Tesla shares soar on possibility Elon Musk will take the car maker private
The leap after Musk's tweets and blog comments added to an earlier rally after the Financial Times reported Saudi Arabia had built a 3%-5% stake
New York — Tesla shares soared on Tuesday after controversial Tesla CEO Elon Musk said he was considering taking the company private.
The shares surged 11% to $379.57 at the closing bell, as the market anticipated a big premium. They were suspended for about 90 minutes following a series of Musk statements on Twitter in which he initially floated the idea of going private.
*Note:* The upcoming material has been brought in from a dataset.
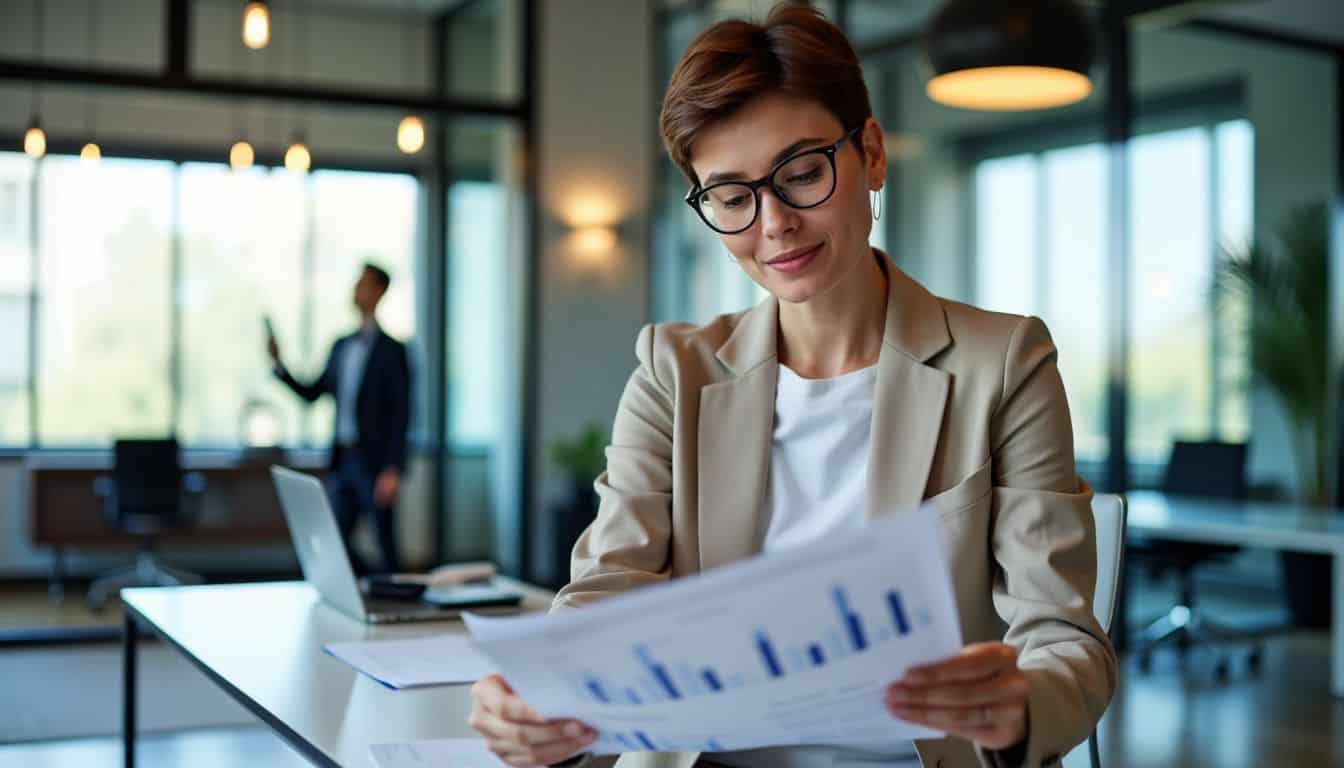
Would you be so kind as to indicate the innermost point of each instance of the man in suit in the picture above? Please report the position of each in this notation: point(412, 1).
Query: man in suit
point(368, 375)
Going private would take the electric car maker out of the quarterly reporting cycle, making it “free from as much distraction and short-term thinking as possible”, Musk said in a blog post.
Musk, who has depicted the quest to build up electric cars as a crucial environmental and economic objective, said he viewed going public as “the best path forward”, but a final decision had not been made and the decision ultimately depended on shareholder support.
Musk’s first tweet said funding was “secured” for a transaction could value the company at $420 per share.
Tuesday’s gains following the tweet added to upward movement on the stock after the Financial Times reported earlier on Tuesday that a Saudi Arabian sovereign wealth fund had built a stake of between 3% and 5% in the company.
Musk’s tweet comes as Tesla faces continued pressure to ramp up output of the Model 3 sedan, its first effort at the middle market.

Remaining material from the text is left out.